On 28 Oct 2011, at 14:55, Juha Siltala <juha at siltala.net> wrote:

> On Fri, Oct 28, 2011 at 16:41, Chris Oattes <mailinglist at cjo20.net> wrote:
>> 
>> On 28 Oct 2011, at 14:32, Juha Siltala <topyli at ubuntu.com> wrote:
> 
>>> Sounds like you are advocating *two* IRC Councils instead of one. Are
>>> you quite sure we want this?
>>> 
>>> 
>> 
>> How on earth do you get from what I said to that?
>> 
>> Its simple. The community makes decisions / does all the jobs you want them to do anyway. The GC team relays these decisions to freenode where appropriate. The conflict resolution team deals only with conflict resolution. I'm not sure how that equates to two IRC councils.
>> 
>> This would be far more open, and easier to trace at what point breakdowns are occurring, rather than somewhere inside the black box that is the IRCC at the moment.
> 
> That's two teams instead of one (which is perfectly capable of doing
> these core duties as it is). I also fail to see what makes your
> proposed system more open than the current one. Conflict resolution
> will never be public, especially when it involves users. freenode
> stuff just isn't very interesting to the team anyway, unless there are
> policy changes on their side, which need to be communicated.
> 

It would be better because the teams would report to the community and driven by their decisions, rather than the community being 'under' the teams. The GC team would literally be an interface to freenode, the community would make a decision and the GCs would act on it if required. If information comes from freenode, they would report it to the community. The GC group would not be responsible for making decisions themselves as GC, only in their capacity as members of the community, the same as everyone else. 

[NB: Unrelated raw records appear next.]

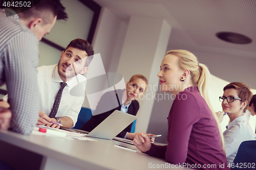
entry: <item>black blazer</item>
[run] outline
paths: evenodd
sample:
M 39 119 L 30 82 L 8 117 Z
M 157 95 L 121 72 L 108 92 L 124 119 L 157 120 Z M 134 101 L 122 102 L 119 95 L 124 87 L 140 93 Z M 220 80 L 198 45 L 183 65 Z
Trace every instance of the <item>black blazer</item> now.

The details of individual cases in conflict resolution would not need to be made public, and I understand the requirement for the details to be kept private, which Is why the conflict resolution team would exist. If policy changes are required, they would report this back to the community as a whole to be implemented. 

By having the community as the central body that the other teams report back to, rather than the community reporting to the teams, it would be far more obvious to everyone involved what is going on and where tasks are getting stalled. Items couldn't disappear in to the black hole that is the IRCC because everyone would be able to see who has what task, be able to question them directly and do something to take it over if something stops progressing. It also reduces on reliance on a specific few people within the community. As it is now, if one person on the IRCC is away for a long time, then two members of the council can hold up and essentially dismiss an issue, no matter how much of the community disagrees. When the entire community is involved, this isn't an issue.